At the moment, that community is bootstrapping, for the most part. Artists get by despite very little public funding, and this consistent apathy towards their work. We’ve created a system whereby artists no longer have simply to make art, we force them to campaign, to justify their existence, to keep their spaces open. Even Michael Parekowhai, one of the few New Zealand artists who has name recognition and access to what funds exist (by the way, an Elam alumnus and tutor), had to justify his own work’s legitimacy to a public that sees public art as a waste.

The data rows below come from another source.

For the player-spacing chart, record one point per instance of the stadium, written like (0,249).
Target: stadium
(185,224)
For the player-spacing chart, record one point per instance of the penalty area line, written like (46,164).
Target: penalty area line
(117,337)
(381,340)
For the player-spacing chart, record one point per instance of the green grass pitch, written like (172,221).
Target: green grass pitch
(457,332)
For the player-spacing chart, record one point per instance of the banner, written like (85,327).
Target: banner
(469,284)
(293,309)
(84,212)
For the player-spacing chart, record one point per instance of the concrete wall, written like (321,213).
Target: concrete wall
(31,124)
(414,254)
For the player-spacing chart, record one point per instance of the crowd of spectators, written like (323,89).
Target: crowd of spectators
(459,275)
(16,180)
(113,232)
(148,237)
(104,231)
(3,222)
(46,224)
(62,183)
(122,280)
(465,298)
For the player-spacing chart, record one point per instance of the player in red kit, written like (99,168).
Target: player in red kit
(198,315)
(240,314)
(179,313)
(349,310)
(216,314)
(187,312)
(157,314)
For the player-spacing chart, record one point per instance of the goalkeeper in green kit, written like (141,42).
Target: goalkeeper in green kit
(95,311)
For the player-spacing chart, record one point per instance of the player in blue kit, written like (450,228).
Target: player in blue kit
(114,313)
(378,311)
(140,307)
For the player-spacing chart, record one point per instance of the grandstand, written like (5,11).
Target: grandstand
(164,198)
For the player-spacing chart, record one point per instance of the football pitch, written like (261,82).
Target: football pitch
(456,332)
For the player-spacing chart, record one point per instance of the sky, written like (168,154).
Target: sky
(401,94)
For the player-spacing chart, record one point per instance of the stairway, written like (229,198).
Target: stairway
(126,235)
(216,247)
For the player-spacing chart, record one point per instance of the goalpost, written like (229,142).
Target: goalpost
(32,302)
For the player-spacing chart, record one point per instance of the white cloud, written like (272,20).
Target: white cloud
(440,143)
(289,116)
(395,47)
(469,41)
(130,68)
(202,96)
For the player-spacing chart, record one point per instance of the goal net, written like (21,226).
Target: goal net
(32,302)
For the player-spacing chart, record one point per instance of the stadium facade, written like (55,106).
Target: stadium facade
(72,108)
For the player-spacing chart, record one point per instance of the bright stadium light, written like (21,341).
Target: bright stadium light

A student campaign is rising to fight for their right to say what the library means to them, but it says so much about our national approach to the arts that they have to. The All Blacks never have to justify their training grounds, and a scientist would never have to justify keeping their laboratory, so why do we force artists, again and again, to prove that they are worthy of respect?
We need to stop seeing art as a burden, and start seeing it as an opportunity. Yeah, it might not literally save people’s lives or make anyone a lot of money, but art is critical to our success as a society. That the university is looking at a process that will make it more difficult for students and the public to access knowledge about art is a blight on all of us.